Kelvin Indogun; 

## Review Website Scraper Script

#### Initial Setup for Web Scraping
In preparation for the web scraping task, I began by importing various Python libraries that were essential for this process.

In [1]:
# Importing required libraries for web scraping and data processing
from bs4 import BeautifulSoup  # For HTML parsing
import requests  # For making HTTP requests to the website
import pandas as pd  # For data manipulation and storage
import datetime as dt  # For handling date and time
import time  # For managing delays in requests
import logging  # For logging information during the scraping process
import random  # For randomizing request intervals
import re  # For regular expression operations

#### Logging Setup for Web Scraping

To efficiently monitor and troubleshoot the web scraping process, I set up a logging system.

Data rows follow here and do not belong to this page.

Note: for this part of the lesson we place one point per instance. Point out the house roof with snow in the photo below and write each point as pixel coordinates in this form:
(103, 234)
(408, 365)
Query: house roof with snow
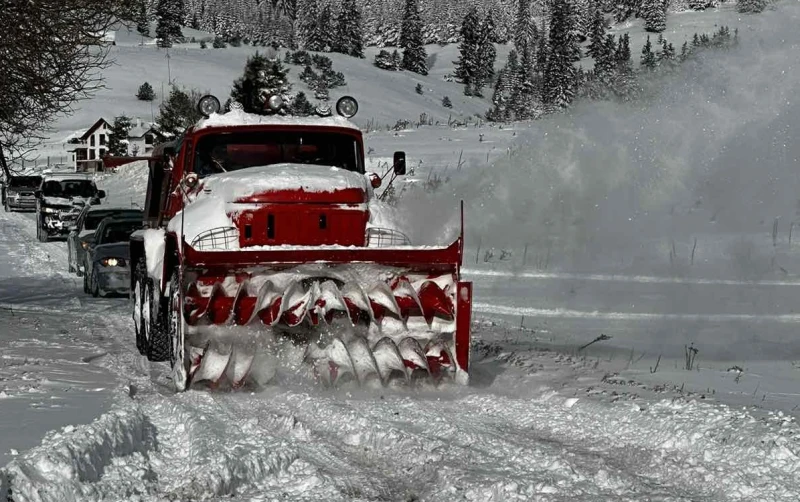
(94, 127)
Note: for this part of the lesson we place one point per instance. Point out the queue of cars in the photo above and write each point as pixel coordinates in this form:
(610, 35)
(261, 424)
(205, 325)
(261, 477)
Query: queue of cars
(68, 205)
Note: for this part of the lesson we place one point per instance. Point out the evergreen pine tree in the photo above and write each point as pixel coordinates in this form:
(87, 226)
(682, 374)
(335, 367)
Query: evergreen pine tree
(118, 136)
(525, 31)
(169, 14)
(597, 34)
(301, 106)
(145, 92)
(309, 27)
(560, 76)
(414, 54)
(684, 52)
(487, 54)
(750, 6)
(468, 64)
(385, 61)
(605, 63)
(142, 23)
(624, 80)
(654, 13)
(506, 90)
(262, 78)
(348, 39)
(648, 58)
(178, 112)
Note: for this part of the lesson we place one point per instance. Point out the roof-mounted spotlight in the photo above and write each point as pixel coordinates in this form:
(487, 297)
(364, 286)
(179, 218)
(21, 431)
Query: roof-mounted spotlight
(275, 102)
(347, 107)
(208, 105)
(323, 111)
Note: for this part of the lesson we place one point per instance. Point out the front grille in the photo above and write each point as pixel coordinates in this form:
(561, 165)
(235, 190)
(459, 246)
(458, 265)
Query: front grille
(217, 239)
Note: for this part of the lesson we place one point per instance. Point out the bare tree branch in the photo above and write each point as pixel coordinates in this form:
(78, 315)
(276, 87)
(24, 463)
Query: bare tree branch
(53, 53)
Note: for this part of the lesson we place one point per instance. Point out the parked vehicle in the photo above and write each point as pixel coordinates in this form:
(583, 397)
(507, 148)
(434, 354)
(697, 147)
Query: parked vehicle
(106, 267)
(19, 193)
(59, 200)
(82, 234)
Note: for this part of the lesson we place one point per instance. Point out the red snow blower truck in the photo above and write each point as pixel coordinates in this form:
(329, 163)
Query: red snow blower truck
(265, 245)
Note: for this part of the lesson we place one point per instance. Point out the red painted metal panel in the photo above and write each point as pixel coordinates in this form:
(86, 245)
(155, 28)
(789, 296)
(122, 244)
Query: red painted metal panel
(344, 196)
(302, 225)
(433, 259)
(463, 324)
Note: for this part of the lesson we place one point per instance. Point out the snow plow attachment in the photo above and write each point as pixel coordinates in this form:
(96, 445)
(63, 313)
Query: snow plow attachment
(373, 316)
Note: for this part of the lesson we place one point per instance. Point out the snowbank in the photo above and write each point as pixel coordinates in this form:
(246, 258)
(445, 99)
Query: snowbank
(68, 462)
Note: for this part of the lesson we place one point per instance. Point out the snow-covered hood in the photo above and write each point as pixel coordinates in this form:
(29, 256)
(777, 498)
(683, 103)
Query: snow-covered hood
(67, 201)
(218, 199)
(112, 250)
(243, 185)
(16, 190)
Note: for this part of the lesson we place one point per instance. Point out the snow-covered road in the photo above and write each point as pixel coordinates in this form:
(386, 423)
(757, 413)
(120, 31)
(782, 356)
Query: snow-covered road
(535, 425)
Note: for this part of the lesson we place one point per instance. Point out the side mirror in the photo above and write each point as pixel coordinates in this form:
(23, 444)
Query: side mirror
(375, 180)
(399, 163)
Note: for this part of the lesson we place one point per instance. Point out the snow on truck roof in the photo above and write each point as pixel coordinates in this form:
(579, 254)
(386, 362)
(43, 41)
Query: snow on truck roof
(67, 177)
(239, 118)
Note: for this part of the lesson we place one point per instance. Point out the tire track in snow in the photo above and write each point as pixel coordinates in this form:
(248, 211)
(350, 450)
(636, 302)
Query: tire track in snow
(489, 308)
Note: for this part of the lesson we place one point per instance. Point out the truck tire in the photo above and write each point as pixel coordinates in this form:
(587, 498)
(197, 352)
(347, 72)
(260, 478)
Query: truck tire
(95, 284)
(158, 342)
(137, 294)
(41, 232)
(177, 353)
(85, 281)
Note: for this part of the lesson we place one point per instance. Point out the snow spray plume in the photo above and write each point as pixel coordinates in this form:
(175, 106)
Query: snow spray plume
(710, 150)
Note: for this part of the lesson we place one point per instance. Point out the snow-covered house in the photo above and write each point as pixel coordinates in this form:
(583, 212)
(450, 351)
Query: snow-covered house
(141, 138)
(88, 149)
(91, 147)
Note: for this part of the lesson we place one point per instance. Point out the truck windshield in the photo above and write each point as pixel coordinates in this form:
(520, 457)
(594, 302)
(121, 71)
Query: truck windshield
(25, 181)
(94, 218)
(69, 188)
(118, 232)
(231, 152)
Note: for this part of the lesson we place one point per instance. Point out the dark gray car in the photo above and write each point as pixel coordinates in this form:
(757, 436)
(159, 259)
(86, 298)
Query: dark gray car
(19, 193)
(82, 234)
(106, 264)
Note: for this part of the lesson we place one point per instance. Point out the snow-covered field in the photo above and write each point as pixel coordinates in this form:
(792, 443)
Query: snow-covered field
(597, 213)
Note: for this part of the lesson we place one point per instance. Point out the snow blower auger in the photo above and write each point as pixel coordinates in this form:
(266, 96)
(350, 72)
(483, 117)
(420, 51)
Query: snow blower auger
(266, 245)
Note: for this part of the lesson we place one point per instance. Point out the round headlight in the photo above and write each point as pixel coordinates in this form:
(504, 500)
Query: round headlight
(347, 107)
(275, 102)
(207, 105)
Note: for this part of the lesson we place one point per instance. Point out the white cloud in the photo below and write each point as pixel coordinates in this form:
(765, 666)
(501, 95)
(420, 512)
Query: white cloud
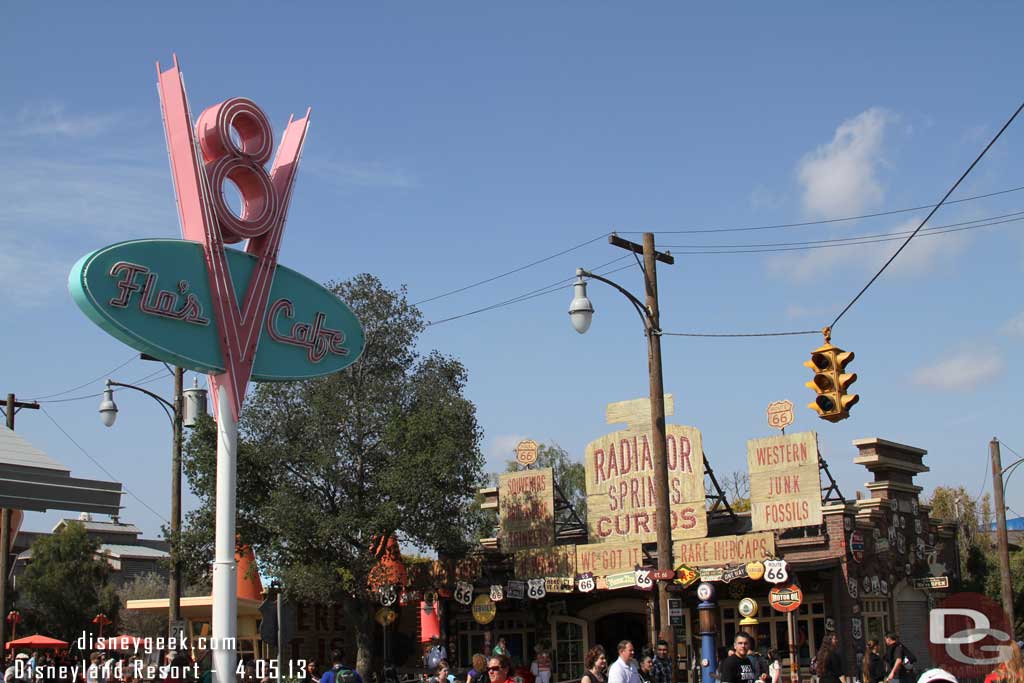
(1014, 327)
(501, 449)
(924, 252)
(841, 177)
(51, 119)
(961, 372)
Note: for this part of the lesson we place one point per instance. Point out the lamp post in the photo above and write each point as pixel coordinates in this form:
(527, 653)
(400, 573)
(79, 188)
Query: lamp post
(1000, 527)
(178, 415)
(582, 313)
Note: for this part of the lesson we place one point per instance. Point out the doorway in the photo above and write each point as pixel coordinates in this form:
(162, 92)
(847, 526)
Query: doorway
(610, 629)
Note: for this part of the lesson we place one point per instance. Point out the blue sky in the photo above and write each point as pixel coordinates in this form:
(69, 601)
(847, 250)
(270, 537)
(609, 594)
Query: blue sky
(452, 142)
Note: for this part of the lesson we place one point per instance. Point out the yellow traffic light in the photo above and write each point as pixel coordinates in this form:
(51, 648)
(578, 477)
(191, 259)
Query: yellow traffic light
(830, 382)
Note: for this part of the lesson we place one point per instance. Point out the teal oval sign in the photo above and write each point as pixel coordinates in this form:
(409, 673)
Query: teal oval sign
(154, 295)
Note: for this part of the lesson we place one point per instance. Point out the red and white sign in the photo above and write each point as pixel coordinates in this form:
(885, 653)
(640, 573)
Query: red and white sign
(857, 546)
(785, 598)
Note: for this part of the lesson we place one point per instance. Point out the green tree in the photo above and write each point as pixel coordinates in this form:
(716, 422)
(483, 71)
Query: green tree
(570, 475)
(736, 486)
(953, 504)
(329, 467)
(66, 585)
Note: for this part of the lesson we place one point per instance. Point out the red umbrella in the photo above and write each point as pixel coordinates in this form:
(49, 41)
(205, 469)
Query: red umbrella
(123, 642)
(38, 641)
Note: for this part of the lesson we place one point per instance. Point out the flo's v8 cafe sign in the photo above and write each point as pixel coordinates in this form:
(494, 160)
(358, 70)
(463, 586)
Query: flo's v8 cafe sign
(621, 505)
(232, 313)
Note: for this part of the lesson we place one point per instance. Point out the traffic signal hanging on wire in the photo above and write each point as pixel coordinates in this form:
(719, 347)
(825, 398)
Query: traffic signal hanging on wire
(832, 381)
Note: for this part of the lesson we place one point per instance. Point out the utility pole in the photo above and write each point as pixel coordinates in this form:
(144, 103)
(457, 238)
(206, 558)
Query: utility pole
(1000, 532)
(174, 587)
(13, 406)
(653, 330)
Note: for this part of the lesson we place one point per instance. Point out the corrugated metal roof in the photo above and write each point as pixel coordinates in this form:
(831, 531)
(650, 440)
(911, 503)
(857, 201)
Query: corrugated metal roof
(15, 451)
(132, 551)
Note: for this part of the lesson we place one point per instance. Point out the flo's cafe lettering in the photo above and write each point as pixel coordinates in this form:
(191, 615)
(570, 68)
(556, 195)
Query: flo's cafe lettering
(133, 279)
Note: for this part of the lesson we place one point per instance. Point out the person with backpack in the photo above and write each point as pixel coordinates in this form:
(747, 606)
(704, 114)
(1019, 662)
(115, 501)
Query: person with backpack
(873, 669)
(339, 673)
(899, 659)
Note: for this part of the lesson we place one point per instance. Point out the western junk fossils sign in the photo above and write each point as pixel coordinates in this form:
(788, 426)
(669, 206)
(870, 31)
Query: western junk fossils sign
(785, 491)
(621, 505)
(526, 504)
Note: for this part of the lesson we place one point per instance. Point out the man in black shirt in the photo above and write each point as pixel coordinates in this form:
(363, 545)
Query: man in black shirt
(738, 668)
(899, 660)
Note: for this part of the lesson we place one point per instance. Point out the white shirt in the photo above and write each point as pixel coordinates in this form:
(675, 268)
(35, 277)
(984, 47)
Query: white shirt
(622, 673)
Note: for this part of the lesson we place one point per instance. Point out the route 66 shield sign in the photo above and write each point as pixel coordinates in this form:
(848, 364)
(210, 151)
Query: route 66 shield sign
(775, 571)
(463, 593)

Logging is essential in capturing real-time events, errors, and informational messages that occur during the scraping. This setup will help to keep track of the script's execution flow and debug any issues.

I configured a logger with two handlers:

File Handler: This handler writes logs to a file named 'scraping_logs.log'. It is useful for storing a permanent record of the script's execution, which I can review later for analysis or debugging.

Stream Handler: This handler outputs logs to the console. It's beneficial for real-time monitoring of the script's progress and immediate awareness of any issues or significant events.

Both handlers use a standard format to record the timestamp, log level, and message, providing a consistent and detailed log output.

In [2]:
# Setting up the logger
logger = logging.getLogger()
logger.setLevel(logging.INFO)

# file handler to write logs to a file
file_handler = logging.FileHandler('scraping_logs.log')
file_handler.setFormatter(logging.Formatter('%(asctime)s - %(levelname)s - %(message)s'))
logger.addHandler(file_handler)

# stream handler to print logs to the console
stream_handler = logging.StreamHandler()
stream_handler.setFormatter(logging.Formatter('%(asctime)s - %(levelname)s - %(message)s'))
logger.addHandler(stream_handler)

##### Base code was obtained from https://github.com/evan-roberts/trustpilot-scrape/blob/main/trustpilot.py
##### However, A lot of Modifications have been made to the code base, making it more modular

#### Generating Random Headers for Web Requests

To make the web scraping activities more robust and less detectable by websites, I implemented a function to generate random HTTP headers for each request. This function, get_random_headers, selects a user agent at random from a predefined list and sets other HTTP header fields such as 'Accept-Encoding', 'Accept', and 'Accept-Language'.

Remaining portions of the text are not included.